La multiplication des messages et la monopolisation de l'attention
La facilité déconcertante de communiquer aujourd'hui multiplie de manière exponentielle les messages que nous recevons. Cette avalanche numérique monopolise notre attention de façon inquiétante, nous détournant régulièrement de nos obligations essentielles. Que ce soit dans le cadre professionnel, pour les tâches domestiques ou, hélas, dans nos relations interpersonnelles, les écrans deviennent des distractions constantes.
Il est devenu presque impossible de résister à la tentation de consulter nos appareils dès le réveil, tôt le matin au saut du lit, puis tout au long de la journée. Cette habitude s'est insidieusement transformée en une routine incontournable, rendant un retour en arrière illusoire pour beaucoup.

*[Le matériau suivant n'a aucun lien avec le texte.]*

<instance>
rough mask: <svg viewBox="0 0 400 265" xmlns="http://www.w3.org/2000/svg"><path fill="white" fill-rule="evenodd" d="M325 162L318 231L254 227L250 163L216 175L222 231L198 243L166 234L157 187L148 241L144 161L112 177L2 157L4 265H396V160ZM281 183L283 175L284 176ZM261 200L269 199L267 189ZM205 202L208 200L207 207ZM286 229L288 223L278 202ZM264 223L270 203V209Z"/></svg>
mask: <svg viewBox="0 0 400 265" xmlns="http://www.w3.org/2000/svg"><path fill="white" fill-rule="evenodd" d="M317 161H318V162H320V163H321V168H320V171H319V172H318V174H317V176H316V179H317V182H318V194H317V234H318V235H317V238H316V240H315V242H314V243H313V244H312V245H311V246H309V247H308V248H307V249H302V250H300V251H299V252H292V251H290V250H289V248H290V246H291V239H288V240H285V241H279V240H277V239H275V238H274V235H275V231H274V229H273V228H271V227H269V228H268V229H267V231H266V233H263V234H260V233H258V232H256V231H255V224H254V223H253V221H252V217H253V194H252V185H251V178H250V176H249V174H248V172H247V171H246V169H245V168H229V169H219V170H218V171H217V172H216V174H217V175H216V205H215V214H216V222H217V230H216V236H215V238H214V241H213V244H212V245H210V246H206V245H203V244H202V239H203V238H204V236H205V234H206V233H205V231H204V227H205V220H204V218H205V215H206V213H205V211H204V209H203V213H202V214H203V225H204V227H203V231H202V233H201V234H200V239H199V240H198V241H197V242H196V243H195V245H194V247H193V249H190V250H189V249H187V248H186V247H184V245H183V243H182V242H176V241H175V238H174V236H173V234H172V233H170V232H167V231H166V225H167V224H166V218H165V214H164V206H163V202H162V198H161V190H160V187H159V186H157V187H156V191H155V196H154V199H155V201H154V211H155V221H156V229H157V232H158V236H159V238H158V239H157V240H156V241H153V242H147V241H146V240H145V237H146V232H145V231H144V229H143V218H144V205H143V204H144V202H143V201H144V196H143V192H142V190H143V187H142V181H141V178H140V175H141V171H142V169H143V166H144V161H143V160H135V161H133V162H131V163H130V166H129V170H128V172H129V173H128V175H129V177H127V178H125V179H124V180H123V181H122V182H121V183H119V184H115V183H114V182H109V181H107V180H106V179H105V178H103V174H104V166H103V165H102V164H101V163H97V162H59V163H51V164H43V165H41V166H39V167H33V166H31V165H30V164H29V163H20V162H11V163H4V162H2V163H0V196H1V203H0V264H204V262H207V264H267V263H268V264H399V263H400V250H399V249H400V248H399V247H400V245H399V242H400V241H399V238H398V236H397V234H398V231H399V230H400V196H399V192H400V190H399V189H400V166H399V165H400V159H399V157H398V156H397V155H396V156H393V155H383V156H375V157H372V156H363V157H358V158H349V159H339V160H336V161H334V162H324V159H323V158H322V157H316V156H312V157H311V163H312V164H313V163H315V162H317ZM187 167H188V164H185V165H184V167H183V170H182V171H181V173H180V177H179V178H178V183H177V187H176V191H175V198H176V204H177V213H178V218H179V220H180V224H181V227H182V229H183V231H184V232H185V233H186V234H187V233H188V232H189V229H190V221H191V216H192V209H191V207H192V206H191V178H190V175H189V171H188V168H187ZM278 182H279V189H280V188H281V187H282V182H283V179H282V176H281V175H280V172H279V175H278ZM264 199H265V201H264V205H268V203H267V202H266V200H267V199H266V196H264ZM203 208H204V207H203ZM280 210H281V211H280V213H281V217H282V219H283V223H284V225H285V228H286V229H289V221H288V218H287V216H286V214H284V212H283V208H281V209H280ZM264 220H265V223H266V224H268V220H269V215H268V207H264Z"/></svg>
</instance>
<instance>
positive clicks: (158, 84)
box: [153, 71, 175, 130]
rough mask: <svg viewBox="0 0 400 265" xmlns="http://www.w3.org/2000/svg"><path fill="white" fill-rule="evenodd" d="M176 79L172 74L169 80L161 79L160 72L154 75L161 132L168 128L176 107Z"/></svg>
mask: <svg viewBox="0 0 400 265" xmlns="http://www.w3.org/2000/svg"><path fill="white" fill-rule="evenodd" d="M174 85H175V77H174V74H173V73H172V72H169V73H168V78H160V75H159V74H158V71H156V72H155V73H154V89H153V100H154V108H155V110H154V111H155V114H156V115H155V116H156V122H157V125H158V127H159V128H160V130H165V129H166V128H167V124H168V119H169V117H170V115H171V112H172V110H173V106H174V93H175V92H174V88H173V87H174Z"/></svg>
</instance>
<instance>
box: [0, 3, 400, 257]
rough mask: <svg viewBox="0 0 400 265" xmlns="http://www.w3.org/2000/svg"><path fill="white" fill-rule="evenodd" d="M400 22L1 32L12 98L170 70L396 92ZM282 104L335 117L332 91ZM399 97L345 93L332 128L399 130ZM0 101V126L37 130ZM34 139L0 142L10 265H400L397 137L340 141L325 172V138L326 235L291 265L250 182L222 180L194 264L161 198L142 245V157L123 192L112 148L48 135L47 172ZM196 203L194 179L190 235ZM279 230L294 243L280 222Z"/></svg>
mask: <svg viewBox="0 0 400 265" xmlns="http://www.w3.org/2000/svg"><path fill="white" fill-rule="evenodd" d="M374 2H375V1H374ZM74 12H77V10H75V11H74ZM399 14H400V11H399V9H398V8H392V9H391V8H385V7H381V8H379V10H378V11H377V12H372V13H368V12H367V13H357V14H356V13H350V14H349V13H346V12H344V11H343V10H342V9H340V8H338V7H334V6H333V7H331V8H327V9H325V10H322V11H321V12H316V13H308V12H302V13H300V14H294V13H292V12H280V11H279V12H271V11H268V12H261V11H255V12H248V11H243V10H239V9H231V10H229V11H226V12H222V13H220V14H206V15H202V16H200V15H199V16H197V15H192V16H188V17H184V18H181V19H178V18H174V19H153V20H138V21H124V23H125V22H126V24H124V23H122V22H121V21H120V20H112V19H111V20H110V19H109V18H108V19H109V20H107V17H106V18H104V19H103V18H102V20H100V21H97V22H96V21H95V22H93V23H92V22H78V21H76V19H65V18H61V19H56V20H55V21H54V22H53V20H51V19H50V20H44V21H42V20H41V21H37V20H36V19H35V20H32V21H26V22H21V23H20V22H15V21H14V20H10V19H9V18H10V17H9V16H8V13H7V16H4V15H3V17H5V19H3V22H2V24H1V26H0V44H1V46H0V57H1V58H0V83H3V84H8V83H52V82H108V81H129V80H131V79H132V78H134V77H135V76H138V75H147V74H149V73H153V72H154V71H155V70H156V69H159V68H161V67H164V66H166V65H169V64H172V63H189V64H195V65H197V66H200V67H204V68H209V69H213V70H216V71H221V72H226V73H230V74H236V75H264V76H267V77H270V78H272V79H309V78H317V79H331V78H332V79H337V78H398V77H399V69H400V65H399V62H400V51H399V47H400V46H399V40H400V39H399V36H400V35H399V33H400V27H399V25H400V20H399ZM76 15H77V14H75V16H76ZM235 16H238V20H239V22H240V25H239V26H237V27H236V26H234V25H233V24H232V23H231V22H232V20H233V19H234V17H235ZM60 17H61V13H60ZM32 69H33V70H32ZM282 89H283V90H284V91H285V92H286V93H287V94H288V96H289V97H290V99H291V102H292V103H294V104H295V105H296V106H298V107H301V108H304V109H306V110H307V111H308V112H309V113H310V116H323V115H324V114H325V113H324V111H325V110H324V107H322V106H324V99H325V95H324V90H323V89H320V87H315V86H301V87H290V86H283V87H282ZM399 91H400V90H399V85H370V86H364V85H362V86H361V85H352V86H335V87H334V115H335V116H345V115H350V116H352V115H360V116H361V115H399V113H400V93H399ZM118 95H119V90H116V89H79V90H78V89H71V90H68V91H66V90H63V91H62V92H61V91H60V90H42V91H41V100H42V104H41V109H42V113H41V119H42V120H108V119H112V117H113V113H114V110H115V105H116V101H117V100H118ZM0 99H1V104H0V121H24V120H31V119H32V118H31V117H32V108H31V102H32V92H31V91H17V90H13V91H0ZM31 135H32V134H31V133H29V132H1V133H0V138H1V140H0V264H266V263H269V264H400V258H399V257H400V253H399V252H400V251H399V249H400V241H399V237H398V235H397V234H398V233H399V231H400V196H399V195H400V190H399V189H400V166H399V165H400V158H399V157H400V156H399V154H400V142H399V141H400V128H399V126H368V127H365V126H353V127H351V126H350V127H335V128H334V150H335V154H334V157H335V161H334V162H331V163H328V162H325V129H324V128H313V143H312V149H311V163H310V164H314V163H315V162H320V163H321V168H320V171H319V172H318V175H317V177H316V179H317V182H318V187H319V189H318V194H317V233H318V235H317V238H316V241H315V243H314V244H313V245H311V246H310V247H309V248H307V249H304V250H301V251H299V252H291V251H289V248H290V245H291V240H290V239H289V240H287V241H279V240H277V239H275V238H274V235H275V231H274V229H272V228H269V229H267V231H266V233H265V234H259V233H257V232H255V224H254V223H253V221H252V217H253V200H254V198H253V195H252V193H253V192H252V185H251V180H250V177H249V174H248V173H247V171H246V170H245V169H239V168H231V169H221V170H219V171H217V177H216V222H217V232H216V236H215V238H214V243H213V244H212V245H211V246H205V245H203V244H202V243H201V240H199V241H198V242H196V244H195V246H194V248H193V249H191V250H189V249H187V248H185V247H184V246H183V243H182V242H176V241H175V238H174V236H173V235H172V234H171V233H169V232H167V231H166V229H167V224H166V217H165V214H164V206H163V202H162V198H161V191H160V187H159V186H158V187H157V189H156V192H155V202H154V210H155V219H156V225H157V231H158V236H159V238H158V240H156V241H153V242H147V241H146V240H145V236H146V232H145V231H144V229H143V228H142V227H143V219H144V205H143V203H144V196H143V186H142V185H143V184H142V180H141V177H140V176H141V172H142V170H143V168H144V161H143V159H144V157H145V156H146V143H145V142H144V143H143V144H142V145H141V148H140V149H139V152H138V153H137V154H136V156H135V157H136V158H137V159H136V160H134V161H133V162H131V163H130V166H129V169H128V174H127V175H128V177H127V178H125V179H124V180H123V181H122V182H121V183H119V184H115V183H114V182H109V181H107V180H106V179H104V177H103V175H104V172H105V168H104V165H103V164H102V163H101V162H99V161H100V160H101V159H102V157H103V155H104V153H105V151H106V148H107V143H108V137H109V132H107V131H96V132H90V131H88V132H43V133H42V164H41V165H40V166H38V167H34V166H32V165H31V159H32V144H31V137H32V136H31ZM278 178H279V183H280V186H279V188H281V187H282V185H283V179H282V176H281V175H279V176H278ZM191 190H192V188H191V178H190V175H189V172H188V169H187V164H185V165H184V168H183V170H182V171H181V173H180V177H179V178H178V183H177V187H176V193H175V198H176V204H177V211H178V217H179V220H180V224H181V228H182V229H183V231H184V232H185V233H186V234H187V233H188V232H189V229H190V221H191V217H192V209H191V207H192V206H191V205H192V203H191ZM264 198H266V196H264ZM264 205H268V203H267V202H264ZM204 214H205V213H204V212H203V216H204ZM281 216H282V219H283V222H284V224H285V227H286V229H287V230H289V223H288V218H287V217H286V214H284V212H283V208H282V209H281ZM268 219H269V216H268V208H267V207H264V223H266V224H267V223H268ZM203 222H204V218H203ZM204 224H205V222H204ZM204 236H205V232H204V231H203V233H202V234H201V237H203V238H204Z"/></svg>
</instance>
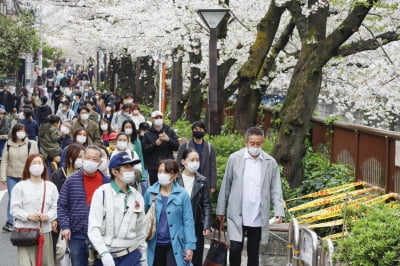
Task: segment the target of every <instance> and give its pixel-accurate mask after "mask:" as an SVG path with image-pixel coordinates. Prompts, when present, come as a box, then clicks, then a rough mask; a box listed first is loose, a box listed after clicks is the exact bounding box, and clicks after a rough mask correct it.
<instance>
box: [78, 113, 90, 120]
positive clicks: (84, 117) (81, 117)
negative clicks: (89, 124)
mask: <svg viewBox="0 0 400 266" xmlns="http://www.w3.org/2000/svg"><path fill="white" fill-rule="evenodd" d="M80 117H81V119H82V120H83V121H86V120H88V119H89V114H81V115H80Z"/></svg>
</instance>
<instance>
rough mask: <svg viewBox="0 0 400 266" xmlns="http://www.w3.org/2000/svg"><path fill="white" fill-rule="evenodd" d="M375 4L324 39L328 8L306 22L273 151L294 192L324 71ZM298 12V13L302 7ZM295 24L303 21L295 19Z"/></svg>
mask: <svg viewBox="0 0 400 266" xmlns="http://www.w3.org/2000/svg"><path fill="white" fill-rule="evenodd" d="M315 1H317V0H314V1H310V2H309V4H310V5H312V4H313V3H315ZM374 1H375V0H368V2H367V3H358V4H357V5H356V6H355V7H354V8H353V10H352V11H351V12H350V13H349V15H348V16H347V18H346V19H345V20H344V21H343V22H342V23H341V24H340V25H339V26H338V27H337V28H336V29H335V30H334V31H333V32H332V33H331V34H330V35H329V36H328V37H325V32H326V21H327V17H328V9H329V8H328V7H326V8H323V9H319V10H318V12H316V13H313V14H311V15H310V16H309V18H308V20H307V26H306V27H305V28H306V29H307V30H306V31H305V32H303V34H301V35H302V36H304V37H303V38H302V49H301V52H300V58H299V60H298V62H297V64H296V67H295V69H294V73H293V75H292V78H291V82H290V85H289V89H288V93H287V97H286V100H285V102H284V104H283V107H282V110H281V115H280V117H281V121H282V124H281V127H280V129H279V133H278V137H277V140H276V142H275V146H274V148H273V151H272V154H273V156H274V157H275V159H276V160H277V161H278V162H279V163H280V164H282V165H283V167H284V175H285V177H286V179H287V180H288V182H289V184H290V186H291V187H293V188H294V187H298V186H299V185H300V184H301V182H302V181H303V175H304V173H303V166H302V158H303V156H304V154H305V143H304V141H305V138H306V136H307V130H308V125H309V123H310V119H311V115H312V112H313V110H314V107H315V105H316V104H317V101H318V96H319V92H320V88H321V80H322V68H323V66H324V65H325V64H326V62H328V61H329V60H330V59H331V58H332V57H333V56H334V55H335V54H336V53H337V50H338V48H339V47H340V46H341V45H342V44H343V43H344V42H345V41H346V40H347V39H348V38H349V37H350V36H351V35H352V34H354V32H356V31H357V29H358V28H359V27H360V25H361V23H362V21H363V20H364V18H365V16H366V15H367V14H368V12H369V10H370V8H371V7H372V6H373V3H374ZM293 3H294V2H293ZM296 3H297V2H296ZM295 9H297V10H298V9H299V7H297V8H296V7H295ZM294 13H295V12H292V14H294ZM295 21H303V20H302V19H299V18H295ZM297 26H298V25H297Z"/></svg>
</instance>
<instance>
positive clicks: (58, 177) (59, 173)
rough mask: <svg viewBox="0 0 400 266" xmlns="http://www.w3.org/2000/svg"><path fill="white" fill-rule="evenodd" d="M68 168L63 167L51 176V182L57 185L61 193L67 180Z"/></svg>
mask: <svg viewBox="0 0 400 266" xmlns="http://www.w3.org/2000/svg"><path fill="white" fill-rule="evenodd" d="M66 173H67V168H65V167H61V168H58V169H57V171H55V172H53V173H52V174H51V177H50V180H51V181H52V182H53V183H54V184H55V185H56V187H57V190H58V192H60V191H61V188H62V185H63V184H64V182H65V179H67V175H66Z"/></svg>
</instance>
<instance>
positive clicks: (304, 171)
mask: <svg viewBox="0 0 400 266" xmlns="http://www.w3.org/2000/svg"><path fill="white" fill-rule="evenodd" d="M303 166H304V180H303V183H302V184H301V186H299V187H298V188H295V189H291V188H290V187H289V184H285V182H282V185H283V188H282V189H283V194H284V196H285V199H292V198H295V197H300V196H303V195H307V194H310V193H313V192H317V191H320V190H323V189H326V188H331V187H336V186H340V185H343V184H348V183H351V182H353V180H354V173H353V171H352V170H351V169H350V167H348V166H347V165H344V164H336V163H331V162H330V160H329V158H328V156H327V154H325V153H321V152H315V151H314V150H313V148H312V147H308V148H307V152H306V155H305V156H304V158H303ZM306 201H309V199H307V200H295V201H291V202H288V208H291V207H294V206H297V205H300V204H302V203H305V202H306ZM310 211H311V210H304V211H300V212H296V216H297V215H301V214H302V213H306V212H310Z"/></svg>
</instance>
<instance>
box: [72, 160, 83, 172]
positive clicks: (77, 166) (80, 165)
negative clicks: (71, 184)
mask: <svg viewBox="0 0 400 266" xmlns="http://www.w3.org/2000/svg"><path fill="white" fill-rule="evenodd" d="M82 165H83V160H82V158H76V160H75V163H74V168H75V169H81V168H82Z"/></svg>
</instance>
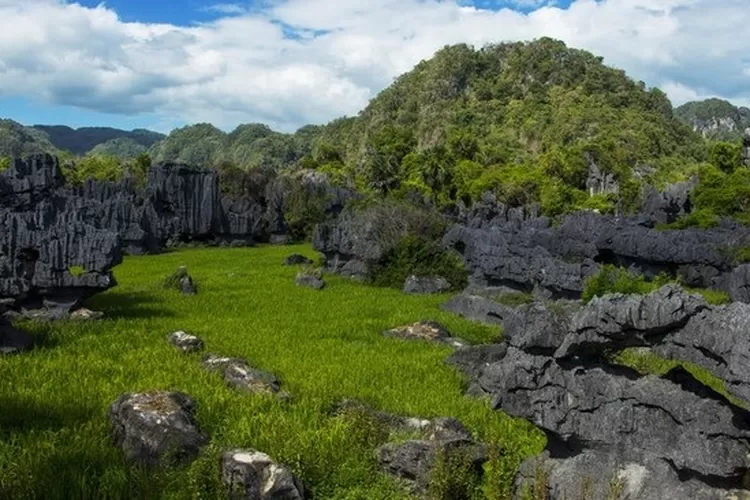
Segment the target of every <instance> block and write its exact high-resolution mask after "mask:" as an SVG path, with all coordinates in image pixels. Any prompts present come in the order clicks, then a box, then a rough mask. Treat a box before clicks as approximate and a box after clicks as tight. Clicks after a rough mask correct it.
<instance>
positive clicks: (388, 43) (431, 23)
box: [0, 0, 750, 132]
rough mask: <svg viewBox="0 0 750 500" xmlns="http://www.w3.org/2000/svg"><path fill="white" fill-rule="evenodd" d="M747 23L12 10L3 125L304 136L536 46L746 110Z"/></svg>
mask: <svg viewBox="0 0 750 500" xmlns="http://www.w3.org/2000/svg"><path fill="white" fill-rule="evenodd" d="M747 26H750V3H748V2H747V1H746V0H658V1H657V0H506V1H498V0H474V1H473V2H471V1H468V0H358V1H356V2H354V1H352V0H255V1H253V2H247V1H246V2H239V3H233V2H231V0H225V1H224V3H214V2H207V1H205V0H175V1H170V2H162V1H156V0H150V1H147V0H109V1H107V2H105V3H103V4H102V3H101V2H99V1H95V0H79V1H78V2H77V3H74V2H70V1H69V2H65V1H63V0H0V110H2V111H1V112H0V117H7V118H12V119H15V120H17V121H20V122H22V123H25V124H35V123H45V124H52V123H63V124H68V125H71V126H76V127H78V126H113V127H119V128H127V129H131V128H150V129H155V130H159V131H162V132H168V131H169V130H171V129H172V128H174V127H177V126H181V125H183V124H190V123H197V122H204V121H207V122H211V123H214V124H215V125H217V126H219V127H220V128H223V129H225V130H231V129H232V128H234V127H236V126H237V125H238V124H240V123H249V122H263V123H267V124H268V125H270V126H272V127H273V128H276V129H278V130H284V131H293V130H295V129H296V128H298V127H300V126H302V125H304V124H307V123H325V122H327V121H330V120H331V119H334V118H337V117H339V116H344V115H352V114H356V113H357V112H358V111H360V110H361V109H362V108H364V107H365V106H366V105H367V103H368V102H369V100H370V99H372V98H373V97H374V96H375V95H377V93H378V92H379V91H380V90H382V89H383V88H384V87H385V86H387V85H388V84H389V83H390V82H391V81H392V80H393V79H394V78H395V77H397V76H398V75H400V74H402V73H404V72H405V71H408V70H409V69H411V68H412V67H413V66H414V65H415V64H416V63H418V62H419V61H420V60H422V59H425V58H429V57H430V56H431V55H432V54H434V52H435V51H436V50H438V49H439V48H441V47H442V46H444V45H447V44H454V43H468V44H470V45H474V46H476V47H480V46H482V45H484V44H486V43H495V42H503V41H512V40H531V39H534V38H538V37H540V36H551V37H553V38H559V39H562V40H563V41H565V42H566V43H567V44H568V45H569V46H573V47H577V48H583V49H587V50H590V51H592V52H594V53H596V54H598V55H601V56H603V57H604V60H605V63H607V64H610V65H613V66H616V67H619V68H622V69H624V70H626V71H627V72H628V74H629V75H631V76H632V77H633V78H635V79H638V80H643V81H645V82H646V83H647V84H648V85H649V86H659V87H661V88H662V89H664V90H665V91H666V92H667V94H668V95H669V96H670V98H671V99H672V101H673V103H675V104H681V103H682V102H685V101H688V100H693V99H701V98H706V97H714V96H716V97H723V98H727V99H729V100H732V101H733V102H735V103H737V104H742V105H747V104H750V57H749V56H748V55H747V54H750V37H747V35H746V30H747ZM291 27H293V28H291Z"/></svg>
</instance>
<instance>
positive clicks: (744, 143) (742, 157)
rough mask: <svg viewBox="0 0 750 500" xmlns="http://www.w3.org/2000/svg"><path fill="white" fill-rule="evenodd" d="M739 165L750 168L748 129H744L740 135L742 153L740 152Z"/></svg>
mask: <svg viewBox="0 0 750 500" xmlns="http://www.w3.org/2000/svg"><path fill="white" fill-rule="evenodd" d="M740 163H741V164H742V165H744V166H745V167H748V168H750V128H746V129H745V132H744V133H743V134H742V151H741V152H740Z"/></svg>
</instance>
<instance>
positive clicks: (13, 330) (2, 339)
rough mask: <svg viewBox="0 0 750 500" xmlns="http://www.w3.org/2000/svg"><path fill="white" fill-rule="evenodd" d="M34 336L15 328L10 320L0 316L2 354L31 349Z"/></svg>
mask: <svg viewBox="0 0 750 500" xmlns="http://www.w3.org/2000/svg"><path fill="white" fill-rule="evenodd" d="M33 342H34V341H33V339H32V337H31V336H30V335H29V334H27V333H25V332H23V331H21V330H19V329H17V328H14V327H13V326H12V325H11V324H10V322H8V321H7V320H6V319H4V318H1V317H0V355H3V354H17V353H20V352H24V351H27V350H29V349H31V347H32V345H33Z"/></svg>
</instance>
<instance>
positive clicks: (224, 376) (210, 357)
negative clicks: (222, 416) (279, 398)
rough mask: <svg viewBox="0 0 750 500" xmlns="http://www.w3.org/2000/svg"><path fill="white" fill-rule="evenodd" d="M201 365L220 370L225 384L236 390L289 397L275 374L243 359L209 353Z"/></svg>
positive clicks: (215, 370)
mask: <svg viewBox="0 0 750 500" xmlns="http://www.w3.org/2000/svg"><path fill="white" fill-rule="evenodd" d="M203 366H204V367H205V368H206V369H208V370H212V371H219V372H221V374H222V377H223V378H224V381H225V382H226V383H227V385H229V386H230V387H233V388H235V389H237V390H240V391H243V392H247V393H250V394H275V395H277V396H278V397H280V398H282V399H289V394H287V393H286V392H283V391H281V382H280V381H279V379H278V378H277V377H276V376H275V375H273V374H270V373H266V372H263V371H261V370H256V369H255V368H252V367H250V365H249V364H248V363H247V361H245V360H244V359H238V358H227V357H221V356H217V355H215V354H209V355H207V356H205V357H204V359H203Z"/></svg>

La nécessité d'une utilisation plus raisonnée
Plutôt que de rêver à un rejet total, il semble plus réaliste et pertinent de viser une utilisation plus mesurée et consciente de ces outils formidables. Apprendre à mieux les maîtriser, à fixer des limites et à préserver des moments de déconnexion pourrait être la clé pour retrouver un équilibre sain.
L'isolement croissant des personnes âgées
Un aspect particulièrement préoccupant de cette dématérialisation accélérée est son impact sur les personnes plutôt âgées. Beaucoup se retrouvent marginalisées et isolées, soit parce qu'elles sont incapables d'utiliser les nouvelles techniques de communication, soit parce qu'elles n'en ont tout simplement pas les moyens financiers.
Cette fracture numérique creuse un fossé social dangereux, excluant une partie significative de la population des interactions et services essentiels. Il est urgent de réfléchir à des solutions inclusives pour garantir que le progrès technologique ne laisse personne de côté.